Hashing in Rust is slow. The current hashing scheme tends to produce very small chunks, which results in a lot of overhead compared to the actual hashing, which leads to a performance hit on the order of 25x for normal usage. A faster hashing algorithm makes no difference:
test hash::xxh::tests::bench_64k_oneshot ... bench: 16567 ns/iter (+/- 973) = 3955 MB/s test hash::xxh::tests::bench_long_str ... bench: 213 ns/iter (+/- 6) = 2093 MB/s test hash::sip::tests::bench_long_str ... bench: 905 ns/iter (+/- 12) test hash::xxh::tests::bench_str_under_8_bytes ... bench: 53 ns/iter (+/- 3) = 56 MB/s test hash::sip::tests::bench_str_under_8_bytes ... bench: 48 ns/iter (+/- 2)
But what if we relaxed the requirements to allow large chunks more often? Hash the binary representation instead of the semantics. This would make the hash result depend on architecture (endianness), compiler decisions (order of fields, padding) as well as
unsafe shenanigans (assume padding bytes are zero), but it could make common cases a whole lot faster.
For a motivating example, right now a
Vec<u16> can only be hashed one
u16 at a time because the bytes might need to be swapped on big endian, which forces the worst possible code path we can take, even though
to_le() is a no-op on little endian (i.e. most Rust installations). The compiler cannot be expected to optimize this away without arbitrary rewrite rules.
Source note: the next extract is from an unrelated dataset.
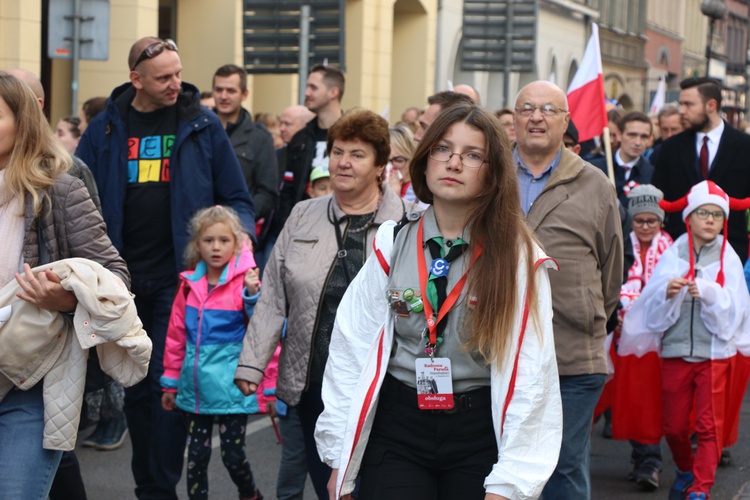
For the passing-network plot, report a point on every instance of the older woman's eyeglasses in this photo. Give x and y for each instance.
(646, 222)
(154, 50)
(468, 160)
(547, 109)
Under the new scheme, the data would be hashed as a single
&[u8], allowing the hasher to do its job with no overhead.
Security would not suffer because we still use secure algorithms, in fact it would force an attacker to gather additional data.
Obviously, the stable hash would remain as either a prominent option or the default, but I expect most people would take the speed if the docs gave them the choice.